US fears Iran might blame Washington, Israel for president’s death after helicopter crash – Politico

Ebrahim Raisi and other top officials were killed in a helicopter crash on Sunday

There were initial fears among US officials that the helicopter crash that killed President Ebrahim Raisi on Sunday could trigger a new world war, Politico reported on Monday. In particular, there were concerns that Tehran could seek to blame Washington and Israel for the incident, a source told the outlet.

The helicopter carrying Raisi and his entourage, including Iranian Foreign Minister Hossein Amir-Abdollahian, went down on Sunday in the country’s northwestern East Azerbaijan province. The president had been returning from a meeting with his Azerbaijani counterpart, Ilham Aliyev, after they inaugurated a major dam project on the border.

According to the IRNA news agency, the aircraft crashed due to a “technical failure,” while rescue operations were hampered by adverse weather conditions, including fog and rain.

In the aftermath of the incident, the White House is closely monitoring how Iran will react to Raisi’s death, Politico noted, adding that unnamed senior US officials do not expect any significant policy changes from Tehran.
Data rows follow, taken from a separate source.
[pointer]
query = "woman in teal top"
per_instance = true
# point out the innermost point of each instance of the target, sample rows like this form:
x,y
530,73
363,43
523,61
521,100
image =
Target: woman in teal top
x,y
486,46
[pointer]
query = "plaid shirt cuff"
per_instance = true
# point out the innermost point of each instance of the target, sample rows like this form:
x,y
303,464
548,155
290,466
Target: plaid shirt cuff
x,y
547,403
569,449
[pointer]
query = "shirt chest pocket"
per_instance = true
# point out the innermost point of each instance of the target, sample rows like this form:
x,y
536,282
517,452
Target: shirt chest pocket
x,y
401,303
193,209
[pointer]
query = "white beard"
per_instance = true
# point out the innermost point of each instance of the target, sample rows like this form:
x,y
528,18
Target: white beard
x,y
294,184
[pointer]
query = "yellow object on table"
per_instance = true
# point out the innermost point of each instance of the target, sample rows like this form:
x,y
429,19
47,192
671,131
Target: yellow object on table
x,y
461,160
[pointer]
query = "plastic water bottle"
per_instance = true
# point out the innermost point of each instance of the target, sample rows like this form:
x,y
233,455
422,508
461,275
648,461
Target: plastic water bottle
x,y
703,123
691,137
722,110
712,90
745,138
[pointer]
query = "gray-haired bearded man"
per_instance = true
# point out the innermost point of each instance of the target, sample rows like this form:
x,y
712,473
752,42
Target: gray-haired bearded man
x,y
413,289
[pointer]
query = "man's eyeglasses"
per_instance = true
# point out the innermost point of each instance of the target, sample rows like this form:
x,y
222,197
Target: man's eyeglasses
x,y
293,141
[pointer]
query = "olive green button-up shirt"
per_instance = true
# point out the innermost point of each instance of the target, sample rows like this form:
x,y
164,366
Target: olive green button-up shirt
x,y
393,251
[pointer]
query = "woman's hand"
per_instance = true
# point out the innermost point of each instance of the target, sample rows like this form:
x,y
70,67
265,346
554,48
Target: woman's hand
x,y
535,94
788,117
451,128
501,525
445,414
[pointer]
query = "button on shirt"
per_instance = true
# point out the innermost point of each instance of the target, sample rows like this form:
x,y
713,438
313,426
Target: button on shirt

However, as the news of the crash broke, US officials “spent Sunday anxiously awaiting updates” on the situation. According to Politico, they were waiting to see if Iran would accuse Israel or Washington of sabotaging the helicopter, even though there was nothing to suggest this.

One unnamed official told the outlet that “for a little while, it was not a crazy question to ask ‘Is this how World War III begins?’” 

US Defense Secretary Lloyd Austin has said his country played no role in the incident. Despite extremely tense relations with Iran, Washington offered “official condolences” and was willing to assist Tehran in the search operation, according to the State Department.

Referring to the crash, an unnamed Israeli official told Reuters that “it wasn’t us.” However, the chair of the Israeli opposition Yisrael Beytenu party, Avigdor Liberman, stated that West Jerusalem “won’t shed a tear” over Raisi’s death.

Iranian First Vice President Mohammad Mokhber is now acting as president, with a snap election scheduled for June 28. The Foreign Ministry in Tehran has insisted the deaths of Raisi and Amir-Abdollahian will not disrupt Iran’s international policies.

Tensions between Israel and Iran, archrivals for decades, escalated last month when Tehran accused West Jerusalem of killing several senior Iranian military officers in an attack on its consulate in Syria. In the days that followed, Iran launched a large-scale retaliation strike on the Jewish state involving hundreds of missiles and kamikaze drones.